Electronic Thesis and Dissertation Repository


Doctor of Philosophy




Workentin, Mark S.


This thesis describes the development of bioorthogonal chemical tools — originally designed to form bonds cleanly and selectively in living systems — on gold nanoparticles (AuNPs) as a model reactive nanomaterial template to showcase chemical modifications in a facile and robust manner. To achieve this goal, new methodologies to cleanly incorporate strained alkyne (SA) and cargo-bearing triarylphosphine derivatives onto AuNPs were developed. The protocols described herein provide well-defined reactive AuNP interfaces that undergo bioorthogonal bond-forming and breaking reactions cleanly, selectively, and rapidly to enable chemical tuning of their properties and function.

In order to circumvent the high reactivity of SAs, which hindered their incorporation onto AuNPs, a cyclopropenone-caging strategy was employed to successfully mask the SA until post-AuNP incorporation. Interfacial cyclopropenones were photochemically decarbonylated using ultraviolet A (UV-A) irradiation, which proceeded cleanly and rapidly, to afford the unmasked SA moieties. This versatile reactive AuNP template exhibited rapid reactivity with azides (via strain-promoted alkyne-azide cycloaddition, SPAAC) and nitrones (via strain-promoted alkyne-nitrone cycloaddition, SPANC) to form robust covalent bonds with the partner molecule, which provides an efficient and reliable route towards derivatizing AuNP surfaces.

To further expand the scope of bioorthogonal chemistry on AuNPs, cargo-bearing triarylphosphines were used to demonstrate the release of molecules off AuNPs via the Staudinger-Bertozzi ligation (SBL) with azides. It was shown that functionalized AuNPs undergo SBL in a highly specific manner to release a Rhodamine B dye — a model cargo — from its surface. The release event was monitored from immediate turn-on of fluorescence upon treatment with an azide. Building on this “click-to-release” design, a dual-bioorthogonal molecular tool was developed to feature unprecedented versatile reactivity on AuNPs.
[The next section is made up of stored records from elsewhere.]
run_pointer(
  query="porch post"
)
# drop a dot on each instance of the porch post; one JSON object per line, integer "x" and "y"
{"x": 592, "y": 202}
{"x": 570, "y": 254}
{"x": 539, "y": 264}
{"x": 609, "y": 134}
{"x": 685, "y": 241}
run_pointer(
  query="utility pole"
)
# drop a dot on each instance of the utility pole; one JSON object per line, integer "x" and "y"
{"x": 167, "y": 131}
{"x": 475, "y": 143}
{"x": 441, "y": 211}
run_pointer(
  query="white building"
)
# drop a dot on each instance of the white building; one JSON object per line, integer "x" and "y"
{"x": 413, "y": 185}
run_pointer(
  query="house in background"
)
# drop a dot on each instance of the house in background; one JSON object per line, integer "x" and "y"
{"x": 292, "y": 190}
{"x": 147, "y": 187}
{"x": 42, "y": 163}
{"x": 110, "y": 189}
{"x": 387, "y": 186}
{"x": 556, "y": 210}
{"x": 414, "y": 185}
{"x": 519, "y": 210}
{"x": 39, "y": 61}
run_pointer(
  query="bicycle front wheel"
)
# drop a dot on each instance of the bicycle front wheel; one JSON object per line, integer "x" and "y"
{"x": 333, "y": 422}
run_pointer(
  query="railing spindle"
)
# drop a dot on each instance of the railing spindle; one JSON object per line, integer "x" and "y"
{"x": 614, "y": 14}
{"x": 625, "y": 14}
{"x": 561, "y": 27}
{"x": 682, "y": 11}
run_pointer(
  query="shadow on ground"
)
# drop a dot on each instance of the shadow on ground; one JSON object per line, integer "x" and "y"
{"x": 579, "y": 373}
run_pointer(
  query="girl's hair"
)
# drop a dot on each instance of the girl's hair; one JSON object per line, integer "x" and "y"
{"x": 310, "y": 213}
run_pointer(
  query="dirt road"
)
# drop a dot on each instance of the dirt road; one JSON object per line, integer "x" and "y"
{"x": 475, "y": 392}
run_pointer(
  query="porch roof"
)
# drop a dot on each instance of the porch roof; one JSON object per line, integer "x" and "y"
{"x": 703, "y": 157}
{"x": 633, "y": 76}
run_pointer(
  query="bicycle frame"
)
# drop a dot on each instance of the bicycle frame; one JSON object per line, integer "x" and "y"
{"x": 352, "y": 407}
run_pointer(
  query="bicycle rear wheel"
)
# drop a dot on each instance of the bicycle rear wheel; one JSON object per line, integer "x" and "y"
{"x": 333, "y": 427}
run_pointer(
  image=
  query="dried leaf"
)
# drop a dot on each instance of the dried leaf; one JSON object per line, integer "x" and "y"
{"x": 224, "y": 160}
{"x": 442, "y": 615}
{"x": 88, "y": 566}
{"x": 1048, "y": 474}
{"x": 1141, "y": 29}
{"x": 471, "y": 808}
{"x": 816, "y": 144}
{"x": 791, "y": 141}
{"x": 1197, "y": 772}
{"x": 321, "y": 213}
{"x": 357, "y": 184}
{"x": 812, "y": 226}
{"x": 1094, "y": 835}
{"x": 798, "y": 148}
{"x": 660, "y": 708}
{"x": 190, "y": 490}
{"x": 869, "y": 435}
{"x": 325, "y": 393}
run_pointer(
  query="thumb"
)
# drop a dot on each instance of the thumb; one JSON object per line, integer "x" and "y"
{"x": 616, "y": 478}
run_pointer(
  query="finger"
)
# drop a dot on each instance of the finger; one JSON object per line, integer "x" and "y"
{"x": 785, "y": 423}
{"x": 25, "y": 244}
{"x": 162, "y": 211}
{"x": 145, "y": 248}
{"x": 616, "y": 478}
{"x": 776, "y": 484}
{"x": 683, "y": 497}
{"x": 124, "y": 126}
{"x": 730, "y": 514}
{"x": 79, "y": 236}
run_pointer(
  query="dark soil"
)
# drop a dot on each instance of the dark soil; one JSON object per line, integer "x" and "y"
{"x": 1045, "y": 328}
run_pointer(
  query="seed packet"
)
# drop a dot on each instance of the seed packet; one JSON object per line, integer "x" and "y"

Four bioorthogonal transformations (SPAAC, SPANC, SBL, and a modified perfluoroaryl Staudinger reaction, PFAA-SR) were deployed on AuNP surfaces to demonstrate the clean and versatile reactivity this new chemical tool offers.

In total, this thesis work describes innovative strategies to successfully incorporate bioorthogonal functionalities onto AuNPs, methods to quantitate and follow their interfacial chemistry, and the creation of versatile reactive AuNP templates that can be chemically modified with ease under mild and biocompatible conditions.